March 14, 2009

Clay Shirky: 'You're gonna miss us when we're gone!' has never been much of a business model

Internet consultant Clay Shirky wrote a great summary of why newspapers are in this financial dilemma and can't dig their way out.

To quote directly:

"Round and round this goes, with the people committed to saving newspapers demanding to know “If the old model is broken, what will work in its place?” To which the answer is: Nothing. Nothing will work. There is no general model for newspapers to replace the one the Internet just broke.

"With the old economics destroyed, organizational forms perfected for industrial production have to be replaced with structures optimized for digital data. It makes increasingly less sense even to talk about a publishing industry, because the core problem publishing solves — the incredible difficulty, complexity, and expense of making something available to the public — has stopped being a problem."


He then goes to say that though newspapers serve a useful civic purpose, that of the governmental watchdog, that benefit won't prompt millions of people to step forward and subscribe, or be a sustainable business model.

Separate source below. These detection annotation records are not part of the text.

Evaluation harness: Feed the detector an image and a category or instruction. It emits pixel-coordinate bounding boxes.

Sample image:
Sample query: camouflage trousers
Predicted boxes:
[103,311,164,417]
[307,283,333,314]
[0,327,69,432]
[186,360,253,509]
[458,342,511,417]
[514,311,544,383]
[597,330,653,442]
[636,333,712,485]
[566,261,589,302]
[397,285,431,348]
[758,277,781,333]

"Print media does much of society’s heavy journalistic lifting, from flooding the zone — covering every angle of a huge story — to the daily grind of attending the City Council meeting, just in case. This coverage creates benefits even for people who aren’t newspaper readers, because the work of print journalists is used by everyone from politicians to District Attorneys to talk radio hosts to bloggers. The newspaper people often note that newspapers benefit society as a whole. This is true, but irrelevant to the problem at hand; “You’re gonna miss us when we’re gone!” has never been much of a business model. So who covers all that news if some significant fraction of the currently employed newspaper people lose their jobs?

I don’t know. Nobody knows. "


I agree with him. Newspapers long ago lost the opportunity to become the online news aggregators that Google, Yahoo, Newsvine, and myriad other sites have become. The fact that Google is serving ads on its Google News site, making money without paying the content creators it is displaying, shows that this distribution model could work. But as Shirky notes, the newspaper industry chose to build walls around its content rather than experiment with the brave new world of the Internet.

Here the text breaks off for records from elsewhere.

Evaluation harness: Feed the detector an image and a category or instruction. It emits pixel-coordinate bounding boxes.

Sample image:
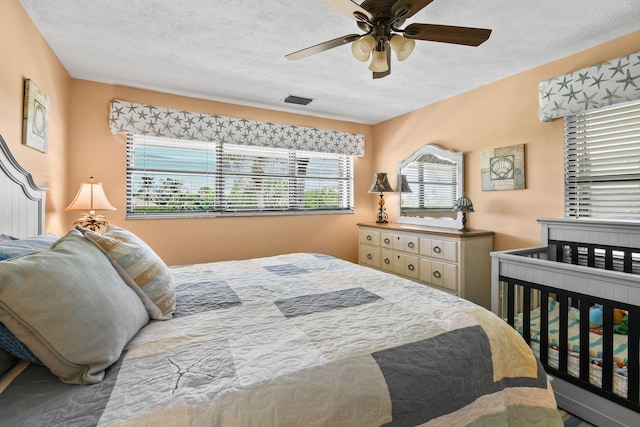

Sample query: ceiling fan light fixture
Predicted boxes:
[369,50,389,73]
[389,34,416,61]
[351,34,376,62]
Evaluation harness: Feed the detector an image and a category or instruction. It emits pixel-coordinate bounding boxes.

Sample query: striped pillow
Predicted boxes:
[83,224,176,320]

Here's what newspapers fail to acknowledge: the maxim "If you build it they will come" does not apply to the online world. They relaxed in their hegemony. They had a lock on the print medium. Buy a multimillion dollar printing plant, feed it dead trees all day, and create a spidery web of delivery routes - that's an expensive endeavor. Only a few folks in any media market could afford to set this up. It's why newspapers had enjoyed such high profit margins. But surprise surprise, the Internet comes around and lets anyone publish multimedia content - for zero cost in some cases - and destroyed the hegemony enjoyed by newspapers.

The newspapers execs needs to remember that they deal with two things: the creation of content (stories, photographs, graphics, etc) and the vehicle for delivering that content (the processed dead trees that arrives at your doorstep each day). When we say newspapers are dying, it's really the vehicle that's on the operating table. But the jobs that create the stories can - and must - survive. A bunch of journalists need to learn how to tell their stories in ways beyond text on a page. And then someone needs to figure a way to pay them sustainably. How? As Shirky says, nobody knows.